Читаем Солнечная полностью

Тот факт, что Майкл Биэрд – единственный ребенок в семье, ни у кого не вызывал удивления, да он и сам первый признался бы, что братские чувства ему неведомы. Его мать Анжела, костлявая красотка, души в нем не чаяла, и еда была способом выражения ее любви. Она упаивала его молоком из бутылочки, с добавкой по первому требованию. За четыре десятилетия до получения им нобелевки по физике он вышел в лидеры окружного соревнования для младенцев в категории от новорожденных до шестимесячных. В те суровые послевоенные годы идеалы младенческой красоты ассоциировались главным образом с жировой массой, тройным подбородком а-ля Черчилль, мечтами о конце карточной системы и наступлении эры изобилия. Бэбиков демонстрировали и оценивали, как призовые кабачки, и в 1947-м пухлявый и жизнерадостный Майкл обскакал всех.
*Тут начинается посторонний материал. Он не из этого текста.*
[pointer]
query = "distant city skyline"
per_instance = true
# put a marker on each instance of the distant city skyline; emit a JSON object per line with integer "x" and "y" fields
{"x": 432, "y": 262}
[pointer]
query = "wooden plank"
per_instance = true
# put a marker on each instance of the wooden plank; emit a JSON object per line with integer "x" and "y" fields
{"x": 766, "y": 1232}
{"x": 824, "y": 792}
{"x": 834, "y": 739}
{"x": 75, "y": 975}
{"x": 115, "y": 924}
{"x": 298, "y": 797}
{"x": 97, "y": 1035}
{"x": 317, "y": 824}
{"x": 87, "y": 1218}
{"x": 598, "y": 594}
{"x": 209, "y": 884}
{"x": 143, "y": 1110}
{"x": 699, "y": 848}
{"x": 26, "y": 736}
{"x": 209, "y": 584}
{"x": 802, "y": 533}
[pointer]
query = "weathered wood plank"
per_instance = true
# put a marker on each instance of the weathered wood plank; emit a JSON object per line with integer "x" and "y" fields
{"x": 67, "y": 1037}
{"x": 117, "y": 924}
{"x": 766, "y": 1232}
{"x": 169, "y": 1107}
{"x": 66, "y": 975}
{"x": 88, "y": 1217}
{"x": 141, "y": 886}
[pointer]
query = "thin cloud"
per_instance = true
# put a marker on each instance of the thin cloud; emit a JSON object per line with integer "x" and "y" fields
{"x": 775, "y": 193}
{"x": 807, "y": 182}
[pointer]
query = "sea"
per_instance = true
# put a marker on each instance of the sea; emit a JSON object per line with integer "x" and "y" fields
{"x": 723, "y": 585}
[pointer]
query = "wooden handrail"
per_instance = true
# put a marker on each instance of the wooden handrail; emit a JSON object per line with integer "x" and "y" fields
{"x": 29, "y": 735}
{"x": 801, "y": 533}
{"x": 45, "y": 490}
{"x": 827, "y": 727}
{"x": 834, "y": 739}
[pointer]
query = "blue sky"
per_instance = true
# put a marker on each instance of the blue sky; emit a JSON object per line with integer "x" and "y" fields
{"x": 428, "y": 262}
Надо сказать, для представительницы среднего класса и жены биржевого маклера выставить своего младенца на конкурс во время большого деревенского праздника, вместо того чтобы покупать с лотков домашние пироги и пряную индийскую стряпню, было чем-то из ряда вон. Видимо, она не сомневалась в его победе, как впоследствии, по ее собственному признанию, точно знала, что он получит стипендию в Оксфорде. После его перехода на твердую пищу и до конца жизни она готовила для него с той же беззаветностью, с какой когда-то держала перед ним молочную бутылку, и в середине шестидесятых, несмотря на свою болезнь, экспериментировала с новыми блюдами по случаю его редких приездов домой, за что вполне заслуживала голубой ленты Святого Духа от кулинарии. Ее супруг Генри, в еде страшный консерватор, терпеть не мог чеснока и запаха оливкового масла. На ранней стадии замужества по каким-то сугубо личным причинам она от него отдалилась. Она жила ради сына, не оставляя окружающим сомнений в том, кому принадлежит ее сердце: толстячку, всегда тянувшемуся к красивым женщинам и, по совместительству, хорошим кулинаркам.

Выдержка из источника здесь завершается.